4. Having ruled that these citizens and taxpayers had the right to institute this action, that the act of 1943 (Ga. L. 1943, p. 1239) was not repealed, nor in violation of certain constitutional provisions, it now becomes necessary for us to determine whether, under this act and certain ordinances of the city, the allegations in the petition as to the awarding of the pension of $4000 per annum to J. B. Kennedy set forth a cause of action for injunctive relief.
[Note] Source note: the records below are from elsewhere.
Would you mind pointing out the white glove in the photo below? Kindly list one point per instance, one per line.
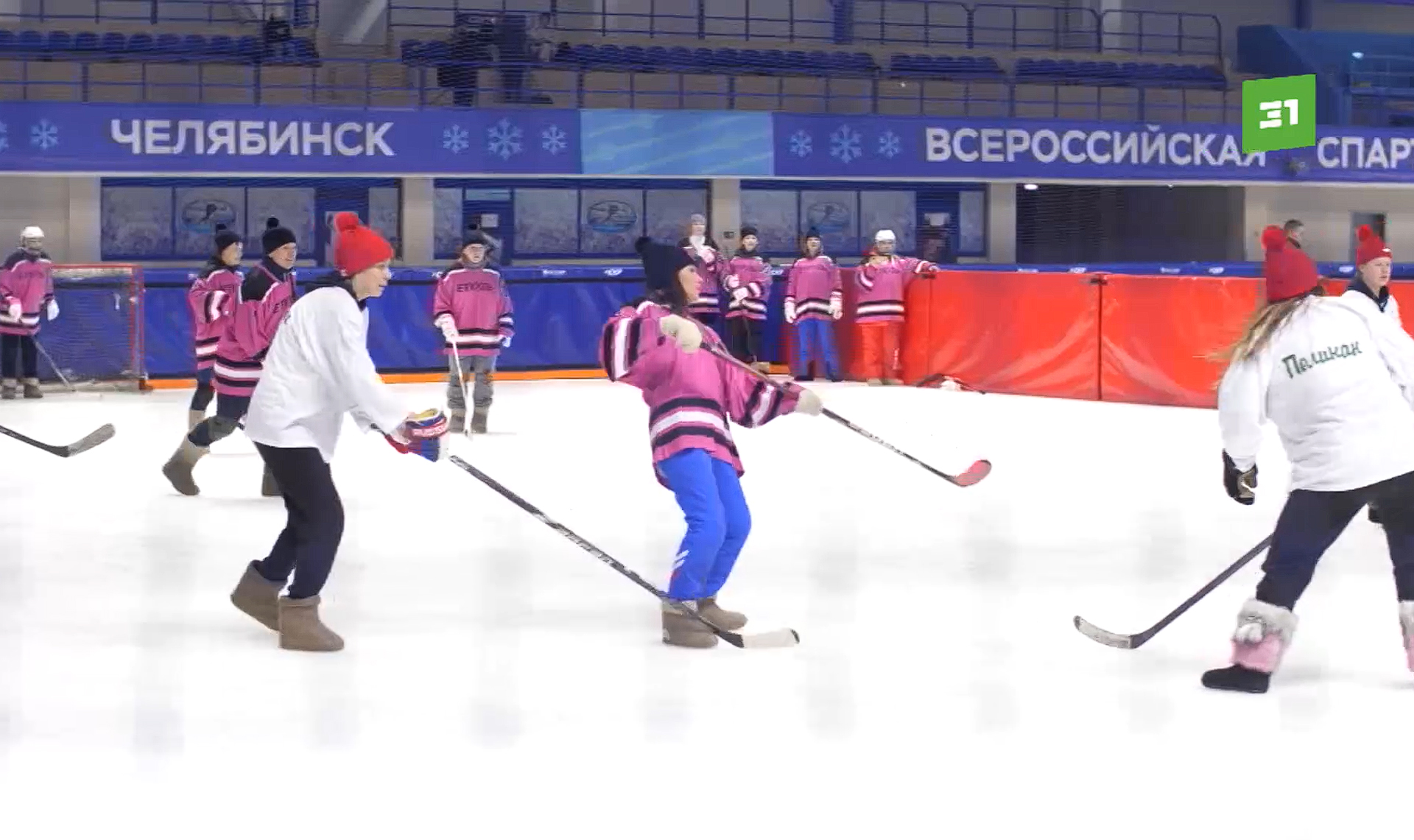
(809, 403)
(449, 328)
(689, 337)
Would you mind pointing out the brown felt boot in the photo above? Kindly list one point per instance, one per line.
(180, 465)
(723, 618)
(682, 629)
(269, 487)
(258, 597)
(301, 629)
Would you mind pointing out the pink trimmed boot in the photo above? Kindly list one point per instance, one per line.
(1407, 627)
(1262, 638)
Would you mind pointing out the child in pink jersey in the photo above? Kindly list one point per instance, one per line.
(26, 292)
(264, 297)
(211, 299)
(692, 395)
(473, 311)
(748, 280)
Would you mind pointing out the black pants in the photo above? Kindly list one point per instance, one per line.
(230, 411)
(27, 353)
(744, 339)
(1311, 522)
(314, 522)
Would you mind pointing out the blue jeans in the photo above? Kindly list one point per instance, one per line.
(717, 522)
(815, 342)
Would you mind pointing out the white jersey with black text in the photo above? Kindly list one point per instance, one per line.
(1338, 382)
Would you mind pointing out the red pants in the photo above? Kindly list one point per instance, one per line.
(879, 350)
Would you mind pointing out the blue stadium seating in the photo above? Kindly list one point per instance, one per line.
(164, 49)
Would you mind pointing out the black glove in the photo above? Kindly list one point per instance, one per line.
(1237, 484)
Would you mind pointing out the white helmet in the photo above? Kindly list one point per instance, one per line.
(32, 238)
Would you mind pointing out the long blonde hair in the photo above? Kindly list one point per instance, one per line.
(1260, 327)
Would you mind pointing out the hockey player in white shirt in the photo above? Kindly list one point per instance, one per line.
(1337, 378)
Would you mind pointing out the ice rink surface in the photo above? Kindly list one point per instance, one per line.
(499, 682)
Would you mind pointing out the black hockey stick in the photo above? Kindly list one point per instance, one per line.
(1130, 643)
(84, 445)
(781, 638)
(969, 477)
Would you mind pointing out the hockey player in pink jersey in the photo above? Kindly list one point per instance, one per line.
(748, 282)
(692, 393)
(265, 296)
(211, 299)
(26, 293)
(711, 268)
(815, 302)
(883, 279)
(473, 311)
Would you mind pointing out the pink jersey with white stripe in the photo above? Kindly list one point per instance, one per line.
(265, 296)
(24, 279)
(711, 268)
(753, 273)
(812, 285)
(479, 306)
(883, 286)
(211, 299)
(690, 396)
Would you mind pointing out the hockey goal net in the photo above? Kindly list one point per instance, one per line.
(96, 342)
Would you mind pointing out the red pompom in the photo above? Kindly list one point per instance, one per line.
(345, 221)
(1273, 238)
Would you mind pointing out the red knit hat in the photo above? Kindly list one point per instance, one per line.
(1371, 248)
(1289, 270)
(356, 248)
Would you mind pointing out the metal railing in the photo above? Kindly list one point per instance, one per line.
(922, 23)
(300, 13)
(418, 87)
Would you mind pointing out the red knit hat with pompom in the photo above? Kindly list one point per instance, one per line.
(1371, 248)
(356, 248)
(1289, 270)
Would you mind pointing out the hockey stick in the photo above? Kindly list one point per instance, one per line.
(781, 638)
(972, 476)
(84, 445)
(1130, 643)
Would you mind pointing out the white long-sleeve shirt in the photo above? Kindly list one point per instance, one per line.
(317, 370)
(1338, 382)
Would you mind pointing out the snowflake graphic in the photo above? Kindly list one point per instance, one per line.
(504, 139)
(555, 141)
(890, 144)
(845, 144)
(44, 135)
(801, 143)
(456, 139)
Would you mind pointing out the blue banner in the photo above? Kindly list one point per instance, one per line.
(204, 141)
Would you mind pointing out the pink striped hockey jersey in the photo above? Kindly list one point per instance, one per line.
(479, 306)
(711, 268)
(812, 285)
(211, 299)
(265, 296)
(26, 280)
(753, 273)
(690, 396)
(883, 286)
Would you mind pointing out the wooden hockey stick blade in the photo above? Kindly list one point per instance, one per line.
(84, 445)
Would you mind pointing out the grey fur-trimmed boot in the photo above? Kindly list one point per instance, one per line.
(680, 629)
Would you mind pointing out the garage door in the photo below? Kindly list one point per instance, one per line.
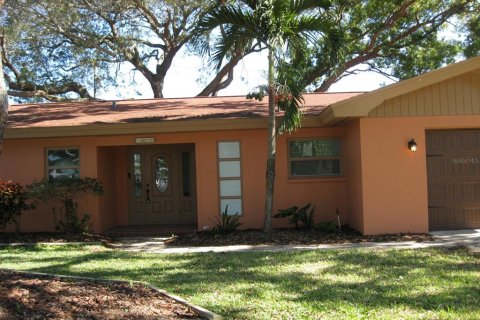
(453, 164)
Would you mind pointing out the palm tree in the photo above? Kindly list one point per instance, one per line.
(3, 94)
(282, 27)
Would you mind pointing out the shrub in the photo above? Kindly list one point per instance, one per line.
(13, 200)
(296, 216)
(66, 191)
(327, 226)
(228, 223)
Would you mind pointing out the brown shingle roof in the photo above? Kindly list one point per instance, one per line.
(154, 110)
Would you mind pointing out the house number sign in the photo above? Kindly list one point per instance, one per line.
(144, 140)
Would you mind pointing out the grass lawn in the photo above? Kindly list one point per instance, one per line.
(343, 284)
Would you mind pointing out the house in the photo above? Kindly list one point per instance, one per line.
(181, 161)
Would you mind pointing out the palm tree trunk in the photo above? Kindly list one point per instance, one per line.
(3, 97)
(270, 176)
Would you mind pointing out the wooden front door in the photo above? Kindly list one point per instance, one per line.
(162, 185)
(453, 166)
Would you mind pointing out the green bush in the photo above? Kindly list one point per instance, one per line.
(297, 215)
(66, 191)
(13, 201)
(228, 223)
(327, 226)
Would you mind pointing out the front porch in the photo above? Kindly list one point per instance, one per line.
(150, 230)
(149, 190)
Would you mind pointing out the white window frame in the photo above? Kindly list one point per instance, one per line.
(48, 168)
(239, 178)
(290, 159)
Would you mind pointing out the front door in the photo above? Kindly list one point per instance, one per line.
(162, 185)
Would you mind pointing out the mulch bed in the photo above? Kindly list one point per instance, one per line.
(28, 296)
(50, 237)
(288, 236)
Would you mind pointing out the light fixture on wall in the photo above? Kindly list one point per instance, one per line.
(412, 145)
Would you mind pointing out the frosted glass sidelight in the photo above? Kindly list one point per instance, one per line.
(161, 174)
(230, 188)
(234, 206)
(228, 150)
(137, 175)
(229, 169)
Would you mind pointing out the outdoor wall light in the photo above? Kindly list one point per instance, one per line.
(412, 145)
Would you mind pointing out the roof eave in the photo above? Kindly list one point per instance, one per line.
(180, 126)
(360, 106)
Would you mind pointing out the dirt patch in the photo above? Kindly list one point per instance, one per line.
(288, 236)
(50, 237)
(25, 296)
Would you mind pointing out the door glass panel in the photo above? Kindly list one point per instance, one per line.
(137, 175)
(229, 169)
(161, 174)
(234, 206)
(186, 174)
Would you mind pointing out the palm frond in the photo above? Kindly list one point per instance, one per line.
(300, 6)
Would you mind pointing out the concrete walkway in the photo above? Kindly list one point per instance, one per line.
(469, 238)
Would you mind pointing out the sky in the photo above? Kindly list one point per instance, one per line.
(184, 79)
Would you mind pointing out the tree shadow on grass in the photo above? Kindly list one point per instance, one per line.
(423, 280)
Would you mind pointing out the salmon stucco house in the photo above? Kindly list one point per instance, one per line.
(181, 161)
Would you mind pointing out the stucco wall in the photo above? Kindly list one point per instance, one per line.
(23, 161)
(353, 172)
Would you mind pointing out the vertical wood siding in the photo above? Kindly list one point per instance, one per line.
(456, 96)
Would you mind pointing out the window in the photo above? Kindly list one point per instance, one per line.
(63, 162)
(230, 177)
(314, 157)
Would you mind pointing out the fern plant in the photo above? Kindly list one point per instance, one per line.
(227, 223)
(297, 215)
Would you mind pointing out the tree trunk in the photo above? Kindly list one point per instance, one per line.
(270, 175)
(157, 87)
(3, 98)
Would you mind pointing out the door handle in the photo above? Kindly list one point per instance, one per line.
(148, 193)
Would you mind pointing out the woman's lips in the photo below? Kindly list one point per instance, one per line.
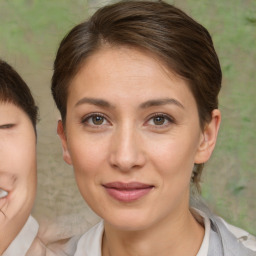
(127, 192)
(3, 193)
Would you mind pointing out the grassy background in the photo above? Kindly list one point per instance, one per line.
(30, 31)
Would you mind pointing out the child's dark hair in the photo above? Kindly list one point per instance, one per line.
(14, 90)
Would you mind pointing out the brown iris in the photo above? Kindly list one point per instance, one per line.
(159, 120)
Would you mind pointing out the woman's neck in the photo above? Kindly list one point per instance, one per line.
(178, 236)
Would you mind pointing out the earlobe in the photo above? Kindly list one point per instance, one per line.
(209, 138)
(63, 138)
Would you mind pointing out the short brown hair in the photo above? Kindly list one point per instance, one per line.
(13, 89)
(181, 43)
The petition alleged that the ordinance of April 30, 1946, increased the salary of John B. Kennedy to $8000 and was not a valid ordinance upon which a pension of $4000, or one-half of the salary, could be allowed paid from the funds of the city, for the reason that he was by resolution placed upon the pension rolls on the same day that the ordinance raised his salary to $8000; and that such ordinance was then ineffective and inoperative under a provision of the city code requiring all ordinances to be advertised before taking effect, the section invoked being: "Sec. 766. Every ordinance shall be published three times, as soon as possible after its adoption; and no ordinance shall take effect until one day after the last of said three publications, unless council shall specifically provide in the ordinance a different time for it to take effect. The clerk of council shall certify on the original ordinance the fact and date of such three publications." A certified copy of this ordinance, contained in the petition, shows that it was published May 2, 3, and 4. Under these allegations, the petitioners were entitled to injunctive relief, and the trial court erred in sustaining a general demurrer to the petition. 37 Am. Jur. 763, § 151; 43 C. J. 543, § 843.

The attorneys for the defendants in error insist that the placing of John B. Kennedy on the pension rolls on a pension of $4000 was legal and valid, because the amount of the pension was predicated upon an ordinance fixing his salary at $8000, which had been adopted on April 17, 1946, and advertised April 19, 20, and 21, 1946. Such question is not before this court for determination. The petition alleges that the action taken was under the ordinance of April 30, nowhere making reference to an ordinance of April 17; and the petition being construed as against a general demurrer, the facts therein alleged must be admitted.

Judgment reversed. All the Justices concur.